Aufgrund des gezielten Engagements seit 2010 durch den leitenden Beamten gehen wir nicht nur von einem klar politisch motivierten Prozess aus. Besteht eventuell eine Existenzangst der ansässigen MEGAs? Denn die Umstrukturierung der Polizeikräfte bedeutet Arbeitsverlust, besonders beim polizeilichen Staatsschutz, wenn er nicht Vorweisen kann, dass er notwendig ist. Aus diesem Grund versucht man uns als Bauernopfer zu nutzen, um die eigene sinnlose Existenz rechtfertigen zu können.

Festzuhalten ist: Der Staatsschutz bzw. seine Beamten, haben jahrelang das Forum gegen Rassismus und rechte Gewalt Oranienburg genutzt und dieses sowie seine Mitglieder den Recherchen und Attacken von Neonazis ausgesetzt. Sie ließen über Jahre ein nationales Jugendzentrum entstehen und können kaum bis keine eigenen Ergebnisse im Kampf gegen Neonazismus vorweisen (Was der einzige Grund für ihre Existenz ist!). Seit mehr als zwei Jahren versuchen sie – teilweise erfolgreich – die örtliche Antifa auszuleuchten.

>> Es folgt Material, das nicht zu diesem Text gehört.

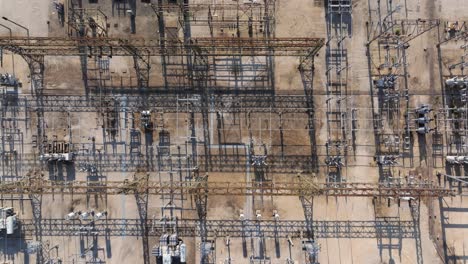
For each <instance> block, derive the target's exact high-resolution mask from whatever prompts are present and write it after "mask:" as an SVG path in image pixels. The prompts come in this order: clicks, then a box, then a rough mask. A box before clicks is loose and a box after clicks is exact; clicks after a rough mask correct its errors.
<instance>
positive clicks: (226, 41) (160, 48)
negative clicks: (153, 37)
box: [0, 37, 324, 56]
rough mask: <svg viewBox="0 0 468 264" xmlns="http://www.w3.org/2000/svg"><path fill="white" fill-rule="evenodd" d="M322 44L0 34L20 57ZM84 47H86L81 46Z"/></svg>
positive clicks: (87, 54)
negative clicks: (178, 40)
mask: <svg viewBox="0 0 468 264" xmlns="http://www.w3.org/2000/svg"><path fill="white" fill-rule="evenodd" d="M323 44H324V40H323V39H320V38H233V37H228V38H226V37H223V38H191V39H190V41H189V43H185V44H184V43H179V42H168V43H166V45H165V46H164V47H163V48H162V47H161V46H160V45H159V40H158V39H143V38H132V39H119V38H56V37H30V38H26V37H13V38H7V37H0V48H2V49H4V50H9V51H11V52H14V53H16V54H19V55H22V56H33V55H34V56H83V55H87V56H135V52H132V51H130V50H129V48H128V47H132V49H134V50H138V51H139V53H142V54H145V55H147V56H157V55H164V54H172V55H190V54H191V52H192V51H197V54H199V55H204V56H217V55H226V54H229V55H232V56H234V55H239V56H267V55H270V54H271V52H273V53H274V55H275V56H310V55H311V54H312V55H313V54H315V53H316V52H317V51H318V50H319V49H320V48H321V47H322V46H323ZM83 47H85V48H84V49H83Z"/></svg>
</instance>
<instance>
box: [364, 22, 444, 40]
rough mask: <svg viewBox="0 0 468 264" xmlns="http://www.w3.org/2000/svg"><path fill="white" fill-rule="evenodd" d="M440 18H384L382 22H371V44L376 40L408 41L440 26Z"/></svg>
mask: <svg viewBox="0 0 468 264" xmlns="http://www.w3.org/2000/svg"><path fill="white" fill-rule="evenodd" d="M439 24H440V21H439V20H438V19H403V20H398V19H395V20H393V21H392V20H384V21H383V22H382V23H381V22H370V25H369V38H368V39H369V41H368V42H367V44H368V45H369V44H370V43H372V42H373V41H375V40H377V39H378V40H379V42H383V43H385V42H397V41H399V42H400V43H407V42H409V41H411V40H413V39H415V38H417V37H418V36H420V35H422V34H424V33H425V32H427V31H429V30H431V29H433V28H435V27H438V26H439Z"/></svg>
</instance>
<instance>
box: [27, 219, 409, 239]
mask: <svg viewBox="0 0 468 264" xmlns="http://www.w3.org/2000/svg"><path fill="white" fill-rule="evenodd" d="M41 225H42V231H43V235H44V236H74V235H75V236H76V235H79V234H83V233H87V232H93V233H97V234H98V235H102V236H104V235H106V236H141V230H140V228H141V223H140V220H139V219H105V220H102V221H98V222H92V223H89V222H80V221H79V220H72V221H69V220H65V219H43V220H42V222H41ZM146 226H148V227H149V230H148V236H161V235H163V234H164V233H165V231H164V230H168V229H167V227H165V222H163V221H159V220H152V219H150V220H147V225H146ZM21 227H22V231H23V233H24V235H31V234H34V220H32V219H22V220H21ZM198 227H199V221H198V220H196V219H182V220H177V231H178V235H179V236H181V237H199V236H200V229H199V228H198ZM312 227H313V231H314V234H315V236H316V238H376V236H377V233H378V232H377V229H380V230H381V231H382V230H384V232H382V234H384V235H385V234H393V235H392V236H393V237H394V236H396V234H395V233H397V234H398V235H401V237H402V238H414V224H413V222H412V221H398V220H391V221H385V220H372V221H317V220H316V221H313V223H312ZM259 231H260V232H261V233H262V235H263V236H265V237H276V238H287V237H291V238H298V237H300V236H301V234H305V233H306V232H307V224H306V223H305V222H304V221H290V220H276V221H275V220H262V221H256V220H206V232H207V235H208V236H209V237H226V236H229V237H232V238H235V237H249V236H256V235H258V232H259Z"/></svg>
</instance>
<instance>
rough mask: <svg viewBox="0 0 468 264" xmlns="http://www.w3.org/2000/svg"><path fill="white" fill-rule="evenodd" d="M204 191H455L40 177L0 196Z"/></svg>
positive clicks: (424, 185)
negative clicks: (103, 181)
mask: <svg viewBox="0 0 468 264" xmlns="http://www.w3.org/2000/svg"><path fill="white" fill-rule="evenodd" d="M200 188H201V189H203V191H204V192H205V194H207V195H241V196H243V195H271V196H304V195H309V196H344V197H349V196H357V197H393V198H396V199H399V198H403V197H444V196H454V195H455V191H454V190H451V189H445V188H441V187H436V186H434V185H432V184H429V183H420V184H411V185H408V184H399V185H396V184H395V185H389V184H378V183H333V184H329V183H320V184H313V185H309V184H304V183H303V182H300V181H296V182H208V183H207V185H206V186H202V187H201V186H200V185H198V183H197V182H195V181H184V182H176V181H174V182H154V181H149V182H145V181H133V180H125V181H107V182H106V183H103V182H95V183H94V182H87V181H49V180H45V179H42V178H27V179H25V180H21V181H15V182H11V183H10V182H5V183H1V184H0V193H3V194H63V195H78V194H87V195H91V194H97V195H99V194H107V195H119V194H124V195H130V194H135V193H142V192H146V191H147V192H148V194H152V195H161V194H170V193H172V192H174V191H178V192H187V193H188V194H194V193H196V192H199V191H200Z"/></svg>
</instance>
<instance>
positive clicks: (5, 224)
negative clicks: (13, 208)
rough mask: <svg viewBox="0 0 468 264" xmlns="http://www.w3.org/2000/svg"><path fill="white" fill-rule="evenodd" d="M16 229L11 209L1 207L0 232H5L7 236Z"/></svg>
mask: <svg viewBox="0 0 468 264" xmlns="http://www.w3.org/2000/svg"><path fill="white" fill-rule="evenodd" d="M16 229H18V222H17V219H16V212H15V211H14V209H13V207H1V208H0V231H1V232H6V234H7V235H12V234H13V233H14V232H15V230H16Z"/></svg>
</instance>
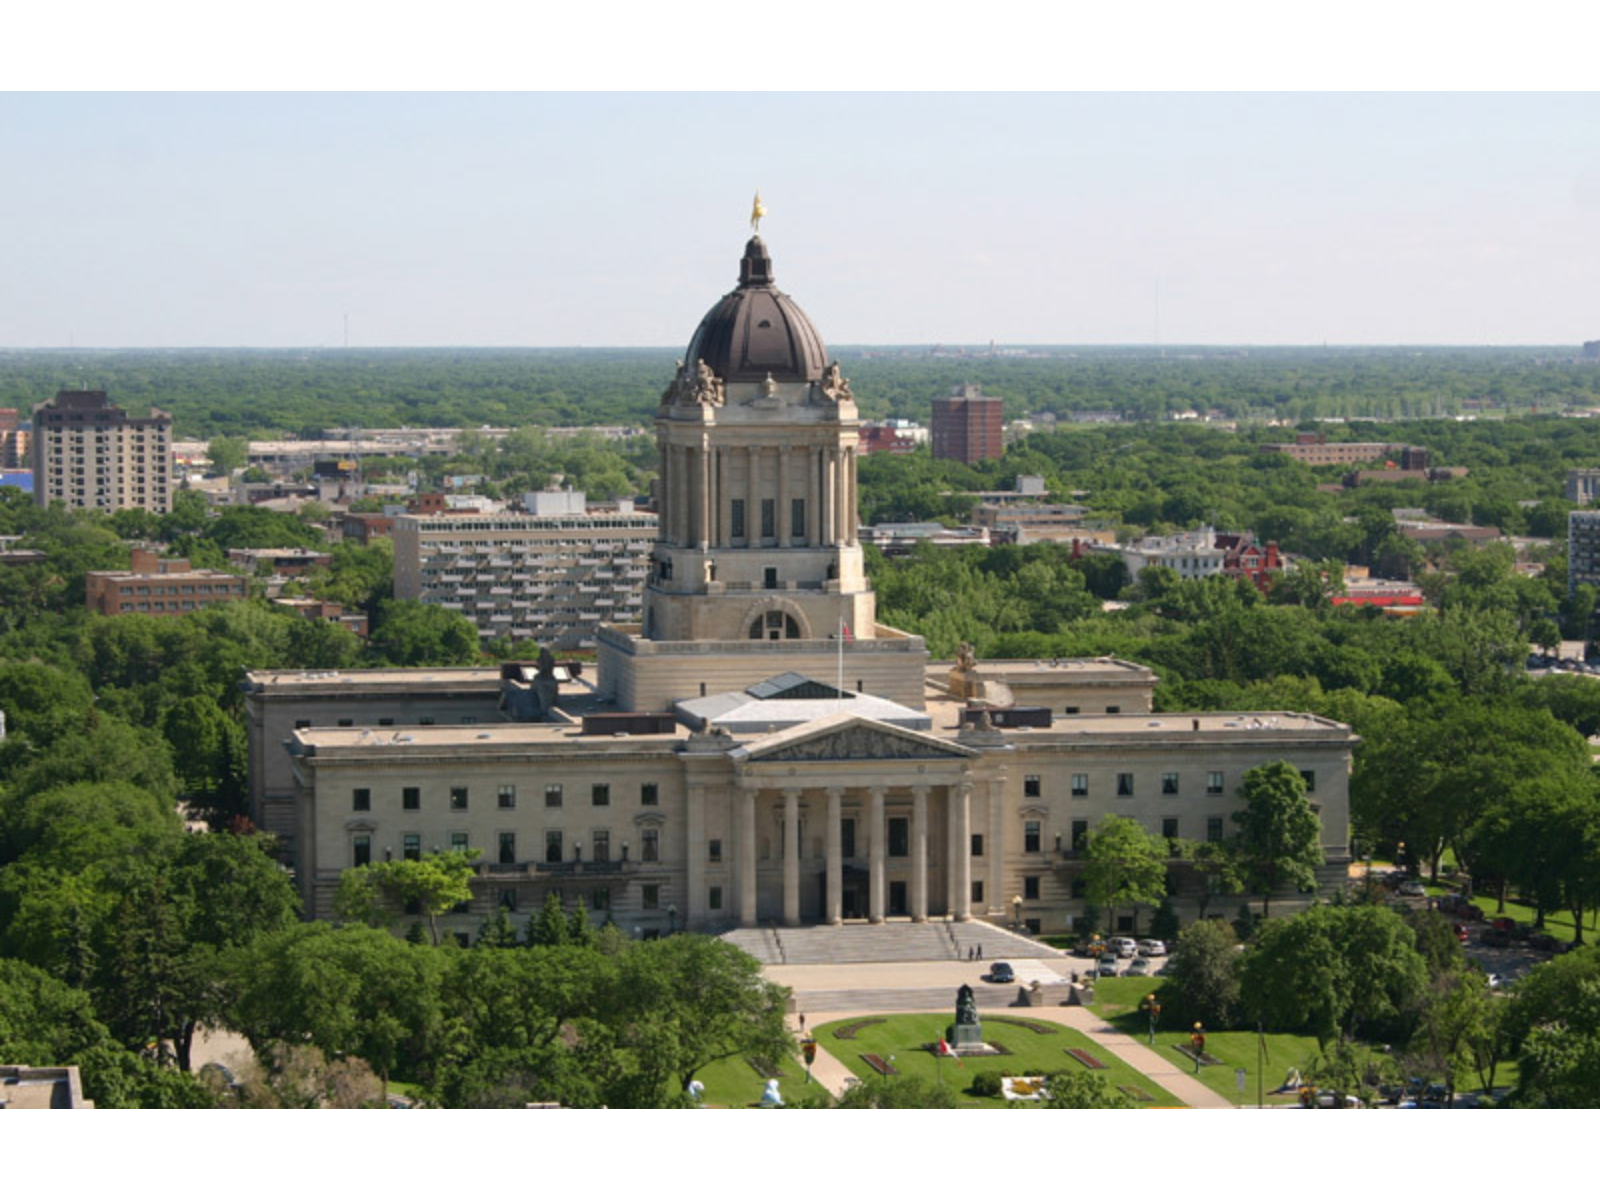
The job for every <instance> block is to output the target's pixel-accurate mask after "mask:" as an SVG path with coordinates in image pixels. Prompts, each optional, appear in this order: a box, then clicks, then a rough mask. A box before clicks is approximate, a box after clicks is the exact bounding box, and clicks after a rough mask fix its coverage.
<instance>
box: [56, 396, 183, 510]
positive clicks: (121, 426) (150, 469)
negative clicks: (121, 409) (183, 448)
mask: <svg viewBox="0 0 1600 1200" xmlns="http://www.w3.org/2000/svg"><path fill="white" fill-rule="evenodd" d="M34 499H35V501H37V502H38V504H40V506H48V504H50V502H51V501H61V502H62V504H66V506H67V507H69V509H102V510H106V512H115V510H118V509H144V510H146V512H168V510H170V509H171V502H173V418H171V414H170V413H163V411H162V410H158V408H152V410H150V414H149V416H128V414H126V413H125V411H123V410H120V408H118V406H117V405H114V403H110V402H109V400H107V398H106V394H104V392H56V398H54V400H46V402H45V403H42V405H38V408H35V410H34Z"/></svg>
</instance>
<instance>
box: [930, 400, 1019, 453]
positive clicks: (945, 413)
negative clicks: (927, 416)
mask: <svg viewBox="0 0 1600 1200" xmlns="http://www.w3.org/2000/svg"><path fill="white" fill-rule="evenodd" d="M1003 403H1005V402H1002V400H1000V398H998V397H992V395H984V392H982V389H981V387H976V386H974V384H962V386H960V387H952V389H950V394H949V395H941V397H939V398H938V400H934V402H933V456H934V458H954V459H958V461H960V462H981V461H982V459H986V458H1000V456H1002V454H1003V453H1005V434H1003V427H1002V421H1000V413H1002V408H1003Z"/></svg>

Dies nehmen wir so nicht hin. Seit fast vier Jahren leisten wir konstant Arbeit gegen Neonazis in Oberhavel, decken Strukturen auf und haben uns so Anerkennung innerhalb der Aktiven in Oberhavel erarbeitet. Dabei haben wir nicht auf die Klischeebilder eines marodierenden schwarzen Blocks gesetzt, der Nachts die Neonazis durch die Straßen jagt – sondern wie haben versucht, gemeinsam mit den wenigen aktiven Bürger*innen zu agieren.

Wir werden uns nicht kriminalisieren lassen – wir danken jetzt schon den Aktivist*innen, die uns ihre Solidarität ausdrücken und Unverständnis zeigen für das Agieren der MEGA und der anderen Behörden. Das einzige, was die Sicherheitsbehörden mit dieser Hausdurchsuchung und Kriminalisierung der lokalen Antifastruktur erreichen, ist, dass sie den Neonazis ein erhöhtes Selbstbewusstsein und Schutz geben und unsere Arbeit erschweren.

Wir danken daher den Sicherheitsbehörden, speziell der MEGA, dass sie den aktiven Bürger*innen zeigen: MEGA sind keine Freunde und keine Helfer.